Justice prevailed in a Sandpoint court of law last week.
But will the same verdict resonate in the court of public opinion?
The case involved former Lake City High School teacher and Coeur d’Alene Charter Academy administrator Nichole Noel Thiel. Thiel had been accused of sexual battery of a 16-year-old Lake Pend Oreille High School student in late 2015 and early 2016. Last Thursday, however, a Bonner County jury took only an hour to acquit her of the charges. But if nobody was in a celebratory mood, that would be understandable.
Too many people are quick to judge and slow to admit they were wrong. Emphasis is on the second part of that sentence.
The mere report of an alleged illegal act is enough for some people to condemn the accused.

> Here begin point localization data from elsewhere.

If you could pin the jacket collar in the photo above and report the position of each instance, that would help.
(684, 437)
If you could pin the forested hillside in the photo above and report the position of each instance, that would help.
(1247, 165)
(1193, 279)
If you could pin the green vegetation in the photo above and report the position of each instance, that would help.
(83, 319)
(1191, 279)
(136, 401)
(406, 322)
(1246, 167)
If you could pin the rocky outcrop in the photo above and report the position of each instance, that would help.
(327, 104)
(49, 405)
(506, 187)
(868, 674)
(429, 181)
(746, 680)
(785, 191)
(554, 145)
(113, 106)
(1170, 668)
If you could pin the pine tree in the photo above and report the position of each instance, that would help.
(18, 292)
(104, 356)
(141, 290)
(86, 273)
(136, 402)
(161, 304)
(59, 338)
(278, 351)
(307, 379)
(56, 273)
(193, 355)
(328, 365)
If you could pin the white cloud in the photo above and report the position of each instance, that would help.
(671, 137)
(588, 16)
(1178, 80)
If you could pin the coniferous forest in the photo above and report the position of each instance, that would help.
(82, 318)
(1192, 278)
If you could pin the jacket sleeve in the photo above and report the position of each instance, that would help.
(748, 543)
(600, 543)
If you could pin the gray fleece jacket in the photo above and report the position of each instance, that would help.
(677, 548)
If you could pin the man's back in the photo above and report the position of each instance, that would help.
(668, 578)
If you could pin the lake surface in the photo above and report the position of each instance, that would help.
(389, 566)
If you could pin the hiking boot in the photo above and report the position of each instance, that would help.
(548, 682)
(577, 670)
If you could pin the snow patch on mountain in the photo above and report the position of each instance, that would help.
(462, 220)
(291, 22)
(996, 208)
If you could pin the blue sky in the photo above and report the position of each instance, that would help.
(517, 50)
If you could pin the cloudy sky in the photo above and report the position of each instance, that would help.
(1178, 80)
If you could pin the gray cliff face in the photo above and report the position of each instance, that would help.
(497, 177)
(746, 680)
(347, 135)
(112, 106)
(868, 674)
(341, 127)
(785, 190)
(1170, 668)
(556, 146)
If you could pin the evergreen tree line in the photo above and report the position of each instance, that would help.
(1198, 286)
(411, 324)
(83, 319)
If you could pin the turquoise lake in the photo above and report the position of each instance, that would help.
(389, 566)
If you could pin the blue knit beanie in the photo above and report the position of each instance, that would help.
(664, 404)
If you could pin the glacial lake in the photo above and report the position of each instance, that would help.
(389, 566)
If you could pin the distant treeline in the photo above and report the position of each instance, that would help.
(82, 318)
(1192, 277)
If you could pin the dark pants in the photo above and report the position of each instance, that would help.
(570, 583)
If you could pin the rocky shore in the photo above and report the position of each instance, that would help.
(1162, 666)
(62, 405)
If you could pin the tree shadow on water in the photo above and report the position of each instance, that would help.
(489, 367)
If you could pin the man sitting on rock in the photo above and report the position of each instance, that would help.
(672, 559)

That human frailty can cause real damage in society. Just ask any of the multitude of Americans who have been falsely accused of illegal acts, only to struggle to regain whatever status they held before the accusations.
“The accusation of a sex crime between an adult and a minor creates an ugly stigma in itself, regardless of the proof,” Thiel’s attorney, Michael G. Palmer of Coeur d’Alene, told the courtroom last week. “And, jurors want proof of innocence despite the legal presumption of innocent until proven guilty. In a case like this with a teenage student saying it happened and the teacher denying it, it placed Ms. Thiel in the dilemma of feeling like she had to prove a negative.”

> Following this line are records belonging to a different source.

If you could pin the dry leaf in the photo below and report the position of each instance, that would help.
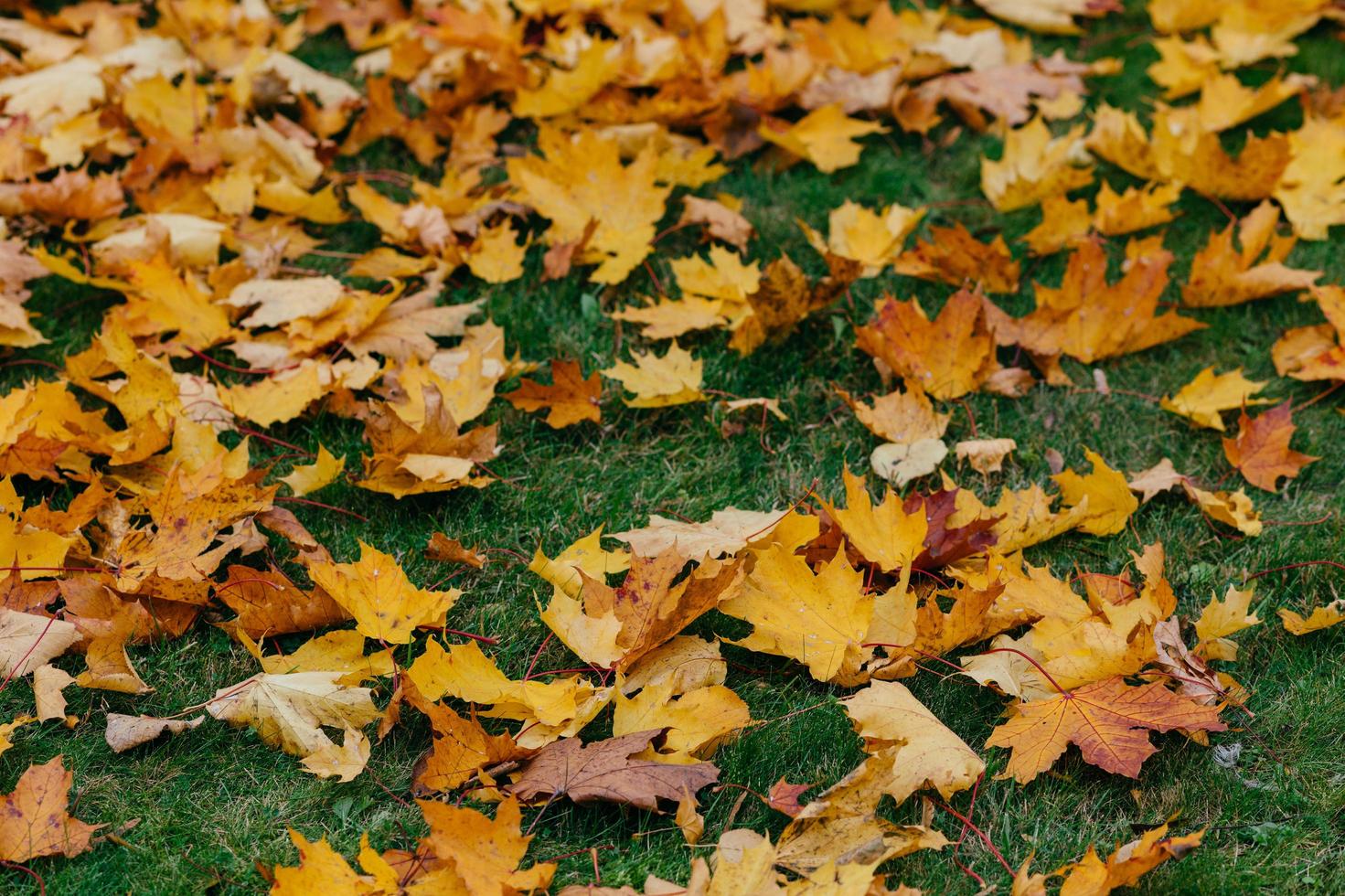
(125, 732)
(608, 771)
(1261, 450)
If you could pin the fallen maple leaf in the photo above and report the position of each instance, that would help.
(785, 297)
(571, 399)
(1107, 493)
(1222, 276)
(383, 602)
(818, 619)
(783, 796)
(721, 219)
(125, 732)
(616, 625)
(1034, 165)
(873, 239)
(1088, 319)
(8, 728)
(1332, 613)
(268, 603)
(345, 763)
(607, 771)
(34, 818)
(288, 710)
(955, 257)
(945, 357)
(1091, 876)
(659, 381)
(727, 531)
(825, 136)
(322, 473)
(459, 750)
(985, 455)
(450, 550)
(582, 179)
(1261, 450)
(900, 416)
(925, 752)
(1107, 720)
(1050, 16)
(28, 641)
(1204, 397)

Nor is this case just about clearing a name. For Thiel and other falsely accused professionals, employment doors that would earlier have been open suddenly close. That’s horribly unfair. Having been cleared in court and her accuser’s likely financial motives disclosed by Palmer, Thiel’s victory should immediately restore the previous trajectory of her career path.

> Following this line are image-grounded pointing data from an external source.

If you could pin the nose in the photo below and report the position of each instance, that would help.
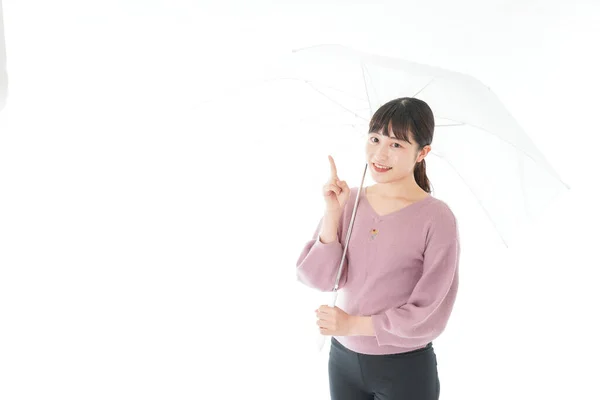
(381, 155)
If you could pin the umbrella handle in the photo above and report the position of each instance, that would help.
(321, 339)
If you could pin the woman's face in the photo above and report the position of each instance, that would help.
(401, 156)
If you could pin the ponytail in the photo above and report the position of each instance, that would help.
(421, 176)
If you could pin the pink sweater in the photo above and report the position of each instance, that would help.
(401, 269)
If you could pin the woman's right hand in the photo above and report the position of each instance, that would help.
(335, 192)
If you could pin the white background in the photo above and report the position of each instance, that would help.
(148, 251)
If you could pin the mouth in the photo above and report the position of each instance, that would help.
(380, 168)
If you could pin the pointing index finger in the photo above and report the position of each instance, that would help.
(332, 168)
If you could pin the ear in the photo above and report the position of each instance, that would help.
(423, 153)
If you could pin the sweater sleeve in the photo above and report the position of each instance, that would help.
(318, 263)
(425, 315)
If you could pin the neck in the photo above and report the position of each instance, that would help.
(402, 188)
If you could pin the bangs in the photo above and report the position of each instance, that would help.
(392, 120)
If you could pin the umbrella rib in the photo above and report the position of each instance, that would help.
(429, 83)
(335, 102)
(460, 123)
(505, 141)
(476, 198)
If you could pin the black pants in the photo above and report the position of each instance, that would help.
(405, 376)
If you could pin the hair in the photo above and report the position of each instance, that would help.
(407, 117)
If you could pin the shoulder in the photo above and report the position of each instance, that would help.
(441, 224)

The Press doesn’t have access to Thiel’s personnel file, but the fact that she served in positions of responsibility with Coeur d’Alene School District, Charter Academy and Lake Pend Oreille School District suggest she is a qualified professional. Some of her peers have said she’s an excellent educator, and that our communities are somewhat diminished by her removal from a career she loves. That makes prospective students the ultimate losers in this case.
To repeat what a jury decreed last week, Nichole Thiel is cleared of any wrongdoing. She deserves her rightful place in the North Idaho education system or wherever else she chooses to work.
Those in the public who convicted Thiel early and will continue to disparage her, however, belong in the corner of the classroom. Pity, there aren’t enough dunce caps to go around.